Waltzing on thin ice……

Patsy McGarry writing in the Irish Times (July 28, 2011) offers some well-phrased reflections about the Vatican’s reactions to sexual abuse in Ireland and the Murphy and Cloyne reports.

Frankly the current Vatican administration, orchestrated by the Bavarian pontiff, shows very little interest in transparency. Fortunately the Vatican cannot control the media. The truth will indeed come out. The bishop of Rome wears fancy slippers but he is waltzing on thin ice…..

McGarry’s observations:

In 2008, Bishop John Magee of Cloyne and Msgr Denis O’Callaghan lied to the church’s child protection watchdog about abuse there.

This formidable desire to hide the truth on the part of senior clergy in Ireland by lies, damn lies and mental reservation was not rooted in any peculiar aversion on their part. It rested entirely on what they understood was required of them by Rome.

Yet in his March 2010 pastoral letter to Irish Catholics, Pope Benedict XVI told the bishops that “some of you and your predecessors failed, at times grievously”, when it came to child protection. Not a word about Rome’s role in any of this.

Not a word about Cardinal Castrillon Hoyos who was responsible for the 1997 letter to the Irish bishops dismissing their 1996 Framework Document as “merely a study document”. Which letter, the Cloyne report said, “gave comfort and support” to those who “dissented from the stated official Irish church policy” on child protection.

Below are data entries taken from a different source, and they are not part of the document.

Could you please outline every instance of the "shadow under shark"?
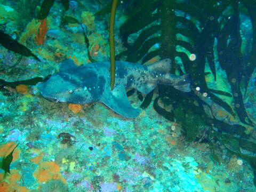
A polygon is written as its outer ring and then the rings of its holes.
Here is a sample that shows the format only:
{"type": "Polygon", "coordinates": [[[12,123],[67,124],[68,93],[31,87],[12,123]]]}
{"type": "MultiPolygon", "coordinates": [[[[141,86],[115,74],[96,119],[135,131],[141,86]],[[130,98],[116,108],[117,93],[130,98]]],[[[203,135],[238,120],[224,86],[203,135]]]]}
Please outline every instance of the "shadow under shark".
{"type": "Polygon", "coordinates": [[[157,84],[173,86],[190,92],[188,74],[169,74],[171,61],[165,59],[149,66],[116,61],[116,80],[110,90],[109,61],[97,62],[77,67],[70,59],[63,61],[59,73],[39,85],[43,97],[54,102],[85,104],[100,102],[116,113],[135,118],[140,110],[133,108],[126,90],[134,88],[146,94],[157,84]]]}

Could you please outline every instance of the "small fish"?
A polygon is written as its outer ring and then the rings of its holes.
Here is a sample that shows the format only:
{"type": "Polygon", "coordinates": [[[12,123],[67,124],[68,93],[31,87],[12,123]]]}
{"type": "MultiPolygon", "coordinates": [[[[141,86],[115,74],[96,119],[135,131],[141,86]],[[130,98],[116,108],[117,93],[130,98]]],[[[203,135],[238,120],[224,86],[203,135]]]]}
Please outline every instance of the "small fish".
{"type": "Polygon", "coordinates": [[[23,56],[32,56],[37,61],[41,61],[39,58],[32,53],[31,51],[25,46],[18,43],[11,36],[0,30],[0,44],[9,50],[12,51],[23,56]]]}
{"type": "Polygon", "coordinates": [[[171,74],[171,61],[164,59],[149,66],[126,61],[116,61],[116,81],[110,90],[110,62],[102,61],[75,66],[69,59],[61,64],[60,71],[39,85],[43,97],[52,102],[85,104],[104,103],[116,113],[128,118],[135,118],[140,110],[133,108],[126,90],[134,88],[148,94],[157,84],[173,86],[190,92],[188,74],[181,76],[171,74]]]}

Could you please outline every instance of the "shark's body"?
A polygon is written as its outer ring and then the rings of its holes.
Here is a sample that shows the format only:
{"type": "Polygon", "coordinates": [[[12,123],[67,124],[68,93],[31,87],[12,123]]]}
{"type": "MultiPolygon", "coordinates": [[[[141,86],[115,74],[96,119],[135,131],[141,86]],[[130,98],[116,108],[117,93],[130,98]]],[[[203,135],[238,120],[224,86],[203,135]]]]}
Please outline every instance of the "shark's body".
{"type": "Polygon", "coordinates": [[[39,89],[44,98],[53,102],[75,104],[101,102],[121,115],[135,118],[140,110],[130,103],[126,94],[129,88],[147,94],[158,84],[190,91],[188,76],[169,74],[170,67],[169,59],[148,66],[116,61],[115,87],[111,91],[109,61],[76,67],[68,59],[62,62],[59,73],[39,85],[39,89]]]}

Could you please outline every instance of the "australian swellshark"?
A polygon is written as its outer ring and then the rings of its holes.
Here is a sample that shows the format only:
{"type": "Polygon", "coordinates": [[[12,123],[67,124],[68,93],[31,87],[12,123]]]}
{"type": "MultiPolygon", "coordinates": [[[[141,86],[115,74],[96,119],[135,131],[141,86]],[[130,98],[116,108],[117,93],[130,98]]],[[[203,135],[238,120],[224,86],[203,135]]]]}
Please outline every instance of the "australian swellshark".
{"type": "Polygon", "coordinates": [[[157,84],[171,85],[185,92],[191,91],[189,75],[169,73],[171,64],[169,59],[149,66],[116,61],[116,80],[111,91],[109,61],[77,67],[69,59],[61,63],[59,72],[41,83],[39,89],[43,97],[52,102],[74,104],[100,102],[123,116],[135,118],[140,110],[130,103],[126,94],[130,88],[146,94],[157,84]]]}

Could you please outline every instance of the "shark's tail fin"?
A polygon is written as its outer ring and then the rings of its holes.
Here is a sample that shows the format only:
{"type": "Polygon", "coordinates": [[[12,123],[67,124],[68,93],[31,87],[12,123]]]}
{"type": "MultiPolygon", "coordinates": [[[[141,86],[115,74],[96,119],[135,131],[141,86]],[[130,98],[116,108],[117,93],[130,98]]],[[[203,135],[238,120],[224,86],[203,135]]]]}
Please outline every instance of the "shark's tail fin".
{"type": "Polygon", "coordinates": [[[163,59],[148,66],[148,69],[153,74],[153,82],[139,87],[139,91],[147,94],[154,89],[156,84],[172,85],[175,89],[184,92],[190,92],[190,77],[189,74],[181,76],[170,74],[171,67],[170,59],[163,59]]]}

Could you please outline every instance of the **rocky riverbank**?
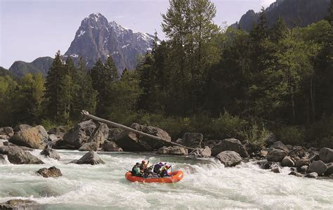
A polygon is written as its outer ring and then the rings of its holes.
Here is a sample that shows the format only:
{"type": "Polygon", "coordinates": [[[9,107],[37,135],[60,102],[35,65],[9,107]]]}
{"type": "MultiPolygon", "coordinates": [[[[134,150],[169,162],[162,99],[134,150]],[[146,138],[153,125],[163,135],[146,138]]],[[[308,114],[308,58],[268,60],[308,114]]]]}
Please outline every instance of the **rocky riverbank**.
{"type": "MultiPolygon", "coordinates": [[[[282,167],[289,167],[290,175],[315,178],[332,176],[333,150],[331,148],[306,148],[299,145],[285,145],[270,137],[269,147],[254,150],[247,140],[235,138],[204,140],[200,133],[185,133],[183,138],[172,140],[169,133],[157,127],[133,124],[136,130],[164,139],[158,141],[119,129],[110,129],[103,123],[92,120],[76,124],[69,131],[63,127],[49,131],[42,126],[22,124],[15,128],[0,128],[0,162],[8,159],[15,164],[43,164],[28,150],[44,150],[41,155],[59,159],[55,149],[104,152],[157,152],[161,155],[191,155],[197,157],[215,157],[226,166],[235,166],[244,159],[255,161],[263,169],[279,173],[282,167]],[[168,142],[185,146],[171,146],[168,142]],[[191,150],[188,148],[197,148],[191,150]]],[[[88,152],[77,164],[103,163],[96,152],[88,152]]]]}

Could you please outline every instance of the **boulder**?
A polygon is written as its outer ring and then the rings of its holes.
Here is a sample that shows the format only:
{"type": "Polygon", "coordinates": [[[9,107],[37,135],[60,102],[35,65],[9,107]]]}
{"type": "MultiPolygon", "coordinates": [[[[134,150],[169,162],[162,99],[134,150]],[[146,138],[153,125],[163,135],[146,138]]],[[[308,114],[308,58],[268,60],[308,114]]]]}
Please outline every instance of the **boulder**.
{"type": "Polygon", "coordinates": [[[292,176],[299,176],[299,177],[302,177],[303,176],[303,175],[301,173],[297,173],[296,171],[292,171],[288,175],[292,175],[292,176]]]}
{"type": "Polygon", "coordinates": [[[79,151],[97,151],[98,147],[98,145],[96,142],[89,142],[81,145],[79,148],[79,151]]]}
{"type": "Polygon", "coordinates": [[[308,171],[308,166],[302,166],[301,167],[296,168],[296,169],[299,173],[306,173],[306,171],[308,171]]]}
{"type": "Polygon", "coordinates": [[[266,145],[268,147],[273,145],[276,141],[276,136],[273,133],[270,133],[266,140],[266,145]]]}
{"type": "Polygon", "coordinates": [[[322,175],[326,171],[327,166],[321,160],[315,161],[310,164],[308,166],[308,171],[316,172],[318,175],[322,175]]]}
{"type": "Polygon", "coordinates": [[[291,157],[303,157],[307,155],[306,150],[301,146],[294,146],[292,148],[292,150],[289,153],[289,156],[291,157]]]}
{"type": "Polygon", "coordinates": [[[290,157],[286,156],[281,162],[281,166],[283,167],[294,167],[295,166],[295,163],[290,157]]]}
{"type": "MultiPolygon", "coordinates": [[[[132,124],[131,128],[159,137],[166,141],[171,141],[169,133],[161,129],[132,124]]],[[[164,145],[165,143],[149,137],[137,135],[128,131],[123,131],[115,137],[113,141],[125,151],[154,151],[164,145]]]]}
{"type": "Polygon", "coordinates": [[[210,157],[211,150],[208,146],[205,146],[204,148],[196,148],[190,152],[190,155],[194,155],[196,157],[210,157]]]}
{"type": "Polygon", "coordinates": [[[40,169],[36,172],[37,174],[43,176],[43,177],[59,177],[63,176],[60,169],[56,168],[55,166],[50,167],[48,169],[43,168],[40,169]]]}
{"type": "Polygon", "coordinates": [[[315,172],[306,173],[305,176],[305,177],[307,177],[307,178],[317,178],[318,176],[318,174],[315,172]]]}
{"type": "Polygon", "coordinates": [[[326,171],[325,172],[325,176],[329,176],[331,174],[333,174],[333,164],[326,164],[327,166],[327,169],[326,169],[326,171]]]}
{"type": "Polygon", "coordinates": [[[204,136],[200,133],[185,133],[183,136],[183,145],[192,148],[200,148],[204,136]]]}
{"type": "Polygon", "coordinates": [[[48,135],[48,141],[51,141],[53,143],[56,143],[59,139],[58,138],[56,134],[50,134],[48,135]]]}
{"type": "Polygon", "coordinates": [[[281,162],[288,152],[280,149],[273,149],[267,154],[266,159],[268,161],[281,162]]]}
{"type": "Polygon", "coordinates": [[[329,148],[322,148],[319,151],[319,157],[325,163],[333,162],[333,150],[329,148]]]}
{"type": "Polygon", "coordinates": [[[97,152],[94,151],[89,151],[86,153],[82,157],[79,159],[76,159],[70,162],[70,163],[77,164],[91,164],[96,165],[102,164],[105,164],[104,161],[97,155],[97,152]]]}
{"type": "Polygon", "coordinates": [[[121,129],[109,129],[109,136],[107,136],[107,140],[113,140],[115,138],[119,135],[120,133],[122,132],[122,130],[121,129]]]}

In 1999, when the Irish bishops were visiting Rome they were reminded by a Vatican official they were “bishops first, not policemen” when it came to reporting clerical child sex abuse. But apologists for Rome insist all changed in May 2001 when then prefect of the Congregation for the Doctrine of the Faith (CDF) Cardinal Joseph Ratzinger sent two letters to every Catholic bishop in the world. In Latin. One insisted that both be kept secret. The other directed that all clerical child sex abuse allegations “with a semblance of truth” be sent to the congregation and it would decide whether they be dealt with at diocesan or Vatican level.

Yet, as current chancellor of Dublin’s archdiocese Msgr John Dolan told the Murphy commission, this policy “was subsequently modified as Rome was unable to deal with the vast numbers of referrals”. The Cloyne report continues: “The position now, he [Msgr Dolan] said, is that all cases brought to the attention of the archdiocese before April 2001 and which were outside prescription . . . were not going to be dealt with by the CDF. It was up to the bishop to apply disciplinary measures to the management of those priests.”

In effect, the Irish bishops were back where they were before 2001. As Murphy reported: “Victims have expressed disappointment that neither the Framework Document nor its successor, Our Children, Our Church (2005), received recognition from Rome, thus leaving both documents without legal status under canon law.”

This, Murphy found, “was in direct contrast to the approach adopted by the Holy See to the request of the American Conference of Bishops”. The truth is Rome tied the hands of those Irish bishops and religious superiors who wanted to address the abuse issue properly.

Yet, Rome did not even acknowledge correspondence from the Murphy commission in September 2006. Instead it complained the commission did not use proper channels. So, in February 2007, the Murphy commission wrote to then papal nuncio to Ireland Archbishop Giuseppe Lazzarotto requesting he forward “all documents in his possession relevant to
the commission”. He did not reply.

So, in early 2009, it wrote to current nuncio Archbishop Giuseppe Leanza, (in situ since April 2008), enclosing a draft of its report for comment. He did not reply.

The nunciature in Dublin has been the conduit for truthful clerical child abuse reports to Rome, while Archbishop Leanza was personally involved in talks which led to Bishop Magee standing aside at Cloyne in February 2009.

So, the Murphy commission asked him to “submit to it any information which you have about the matters under investigation”. He felt “unable to assist” it “in this matter”.